Embora a existência da dissolução irregular presumida da pessoa jurídica executada, e o fato de o sócio para o qual se pretende direcionar a execução fiscal constar como administrador da empresa devedora à época, passando-se mais de cinco anos entre a dissolução da empresa e o pedido de inclusão do sócio no polo passivo da ação, deve ser indeferido o pedido, em razão da ocorrência da prescrição.

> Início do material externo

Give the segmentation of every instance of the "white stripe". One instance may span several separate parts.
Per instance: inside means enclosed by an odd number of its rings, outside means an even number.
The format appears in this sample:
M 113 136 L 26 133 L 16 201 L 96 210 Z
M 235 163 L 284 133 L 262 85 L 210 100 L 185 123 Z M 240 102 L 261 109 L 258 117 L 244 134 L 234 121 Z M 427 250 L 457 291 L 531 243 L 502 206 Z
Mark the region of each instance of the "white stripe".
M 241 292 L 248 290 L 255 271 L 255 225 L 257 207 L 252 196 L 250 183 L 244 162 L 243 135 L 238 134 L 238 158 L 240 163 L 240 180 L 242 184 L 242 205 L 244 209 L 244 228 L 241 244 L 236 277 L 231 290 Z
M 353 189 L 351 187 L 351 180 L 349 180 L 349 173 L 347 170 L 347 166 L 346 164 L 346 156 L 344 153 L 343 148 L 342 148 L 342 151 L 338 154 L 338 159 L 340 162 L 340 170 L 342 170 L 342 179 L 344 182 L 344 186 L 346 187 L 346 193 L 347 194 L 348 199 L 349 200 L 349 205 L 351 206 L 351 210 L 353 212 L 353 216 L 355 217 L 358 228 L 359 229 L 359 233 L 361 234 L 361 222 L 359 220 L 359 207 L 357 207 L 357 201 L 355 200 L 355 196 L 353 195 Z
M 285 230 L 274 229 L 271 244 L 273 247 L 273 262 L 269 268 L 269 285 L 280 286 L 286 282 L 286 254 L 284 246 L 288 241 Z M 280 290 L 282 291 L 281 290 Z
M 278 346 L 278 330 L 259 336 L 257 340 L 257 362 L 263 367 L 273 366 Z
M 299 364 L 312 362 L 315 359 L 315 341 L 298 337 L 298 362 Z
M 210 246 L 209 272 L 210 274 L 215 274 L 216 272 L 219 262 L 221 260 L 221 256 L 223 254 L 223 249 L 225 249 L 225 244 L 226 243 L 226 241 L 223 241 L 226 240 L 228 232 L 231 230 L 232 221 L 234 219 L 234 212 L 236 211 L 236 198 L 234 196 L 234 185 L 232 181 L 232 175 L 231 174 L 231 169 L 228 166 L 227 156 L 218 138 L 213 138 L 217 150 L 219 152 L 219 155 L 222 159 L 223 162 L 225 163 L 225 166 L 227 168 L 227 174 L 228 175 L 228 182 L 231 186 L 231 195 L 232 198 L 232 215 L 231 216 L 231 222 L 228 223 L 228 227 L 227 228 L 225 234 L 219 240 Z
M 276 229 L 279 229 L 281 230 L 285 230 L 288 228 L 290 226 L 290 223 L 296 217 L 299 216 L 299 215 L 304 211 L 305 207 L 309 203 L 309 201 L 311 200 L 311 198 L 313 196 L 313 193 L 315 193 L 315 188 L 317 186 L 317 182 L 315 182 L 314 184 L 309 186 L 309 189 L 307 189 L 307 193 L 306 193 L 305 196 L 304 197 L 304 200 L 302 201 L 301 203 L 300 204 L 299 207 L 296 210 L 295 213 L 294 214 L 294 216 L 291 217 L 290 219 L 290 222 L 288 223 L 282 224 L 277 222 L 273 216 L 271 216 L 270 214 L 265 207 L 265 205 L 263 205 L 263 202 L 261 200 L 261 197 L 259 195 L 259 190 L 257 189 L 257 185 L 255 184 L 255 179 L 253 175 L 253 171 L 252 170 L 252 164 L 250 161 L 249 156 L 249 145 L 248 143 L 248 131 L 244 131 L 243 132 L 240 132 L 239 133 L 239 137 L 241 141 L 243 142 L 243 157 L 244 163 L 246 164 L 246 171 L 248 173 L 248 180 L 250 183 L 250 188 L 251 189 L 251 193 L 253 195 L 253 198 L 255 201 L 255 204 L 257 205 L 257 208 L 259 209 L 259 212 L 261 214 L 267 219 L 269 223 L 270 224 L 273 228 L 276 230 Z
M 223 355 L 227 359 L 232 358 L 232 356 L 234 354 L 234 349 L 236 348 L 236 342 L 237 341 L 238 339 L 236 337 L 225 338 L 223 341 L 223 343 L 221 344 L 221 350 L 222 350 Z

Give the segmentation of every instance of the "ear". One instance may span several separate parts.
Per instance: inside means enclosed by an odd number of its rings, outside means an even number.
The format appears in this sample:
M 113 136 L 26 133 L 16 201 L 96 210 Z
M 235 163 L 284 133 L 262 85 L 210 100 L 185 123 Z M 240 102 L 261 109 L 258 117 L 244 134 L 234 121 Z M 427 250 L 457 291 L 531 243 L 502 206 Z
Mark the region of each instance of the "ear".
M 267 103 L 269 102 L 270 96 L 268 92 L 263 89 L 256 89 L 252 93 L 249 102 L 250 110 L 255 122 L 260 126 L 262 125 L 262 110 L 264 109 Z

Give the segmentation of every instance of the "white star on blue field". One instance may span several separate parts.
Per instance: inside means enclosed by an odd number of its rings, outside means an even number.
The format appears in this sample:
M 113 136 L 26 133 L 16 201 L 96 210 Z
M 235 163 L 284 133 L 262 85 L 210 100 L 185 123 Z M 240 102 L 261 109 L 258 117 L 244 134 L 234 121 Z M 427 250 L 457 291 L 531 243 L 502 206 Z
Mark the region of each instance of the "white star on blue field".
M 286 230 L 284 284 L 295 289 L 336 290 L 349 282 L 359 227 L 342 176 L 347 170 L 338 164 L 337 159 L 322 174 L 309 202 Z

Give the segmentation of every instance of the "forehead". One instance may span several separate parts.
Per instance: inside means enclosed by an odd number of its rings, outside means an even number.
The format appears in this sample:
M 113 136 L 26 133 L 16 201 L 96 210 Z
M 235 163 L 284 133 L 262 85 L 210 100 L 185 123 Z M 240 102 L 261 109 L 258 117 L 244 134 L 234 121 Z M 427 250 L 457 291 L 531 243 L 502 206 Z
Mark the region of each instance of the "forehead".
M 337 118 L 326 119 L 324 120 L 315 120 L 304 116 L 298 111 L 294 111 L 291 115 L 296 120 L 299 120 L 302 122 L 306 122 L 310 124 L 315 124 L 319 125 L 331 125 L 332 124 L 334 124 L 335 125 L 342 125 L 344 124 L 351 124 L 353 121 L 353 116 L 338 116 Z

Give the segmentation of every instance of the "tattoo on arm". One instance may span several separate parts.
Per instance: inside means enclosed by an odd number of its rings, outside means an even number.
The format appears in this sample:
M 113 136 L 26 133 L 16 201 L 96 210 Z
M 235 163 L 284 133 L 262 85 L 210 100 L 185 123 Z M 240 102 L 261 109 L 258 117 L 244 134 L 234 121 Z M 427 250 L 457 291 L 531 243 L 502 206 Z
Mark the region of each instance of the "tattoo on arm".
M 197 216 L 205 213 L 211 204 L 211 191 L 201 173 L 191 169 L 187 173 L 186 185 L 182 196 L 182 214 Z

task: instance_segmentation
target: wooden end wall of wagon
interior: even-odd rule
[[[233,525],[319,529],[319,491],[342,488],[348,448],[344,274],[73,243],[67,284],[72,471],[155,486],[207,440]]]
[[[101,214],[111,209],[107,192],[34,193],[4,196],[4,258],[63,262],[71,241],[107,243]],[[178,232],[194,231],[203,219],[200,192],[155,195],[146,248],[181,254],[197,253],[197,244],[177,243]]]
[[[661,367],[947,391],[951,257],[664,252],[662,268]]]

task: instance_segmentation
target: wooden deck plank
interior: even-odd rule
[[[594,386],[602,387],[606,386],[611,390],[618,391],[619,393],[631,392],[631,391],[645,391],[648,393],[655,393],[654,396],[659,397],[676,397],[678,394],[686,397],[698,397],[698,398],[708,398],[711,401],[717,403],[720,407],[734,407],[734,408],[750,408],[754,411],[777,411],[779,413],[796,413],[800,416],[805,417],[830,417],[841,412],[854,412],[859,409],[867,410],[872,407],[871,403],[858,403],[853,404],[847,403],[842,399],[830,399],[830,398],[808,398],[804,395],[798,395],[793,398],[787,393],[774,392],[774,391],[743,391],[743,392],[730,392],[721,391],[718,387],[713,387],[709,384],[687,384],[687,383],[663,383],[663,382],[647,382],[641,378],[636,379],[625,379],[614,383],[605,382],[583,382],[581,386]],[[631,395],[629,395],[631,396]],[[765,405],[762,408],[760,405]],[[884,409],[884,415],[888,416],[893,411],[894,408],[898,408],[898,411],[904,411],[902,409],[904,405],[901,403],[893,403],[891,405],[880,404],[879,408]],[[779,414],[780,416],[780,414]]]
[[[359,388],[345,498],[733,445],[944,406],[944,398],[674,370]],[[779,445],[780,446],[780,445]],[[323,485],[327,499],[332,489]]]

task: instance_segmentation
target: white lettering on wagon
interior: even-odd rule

Esse foi o entendimento adotado pela Oitava Turma que indeferiu o pedido de redirecionamento da execução aos sócios da pessoa jurídica executada. Ao analisar o caso, o relator, citou o enunciado da Súmula 435/STJ, segundo a qual “presume-se dissolvida irregularmente a empresa que deixar de funcionar no seu domicílio fiscal, sem comunicação aos órgãos competentes, legitimando o redirecionamento da execução fiscal para o sócio-gerente”, afirmando que seu teor é aplicável, ainda que o nome do sócio da pessoa jurídica executada não conste da CDA e não tenha havido prévio processo administrativo.


De acordo com o relator, se a dissolução irregular da pessoa jurídica devedora for posterior à sua citação válida, o prazo prescricional quinquenal para o redirecionamento da execução fiscal terá início a partir da data da prática do ato inequívoco indicador da pretensão de inviabilizar a satisfação do crédito tributário, ou seja, da dissolução irregular presumida.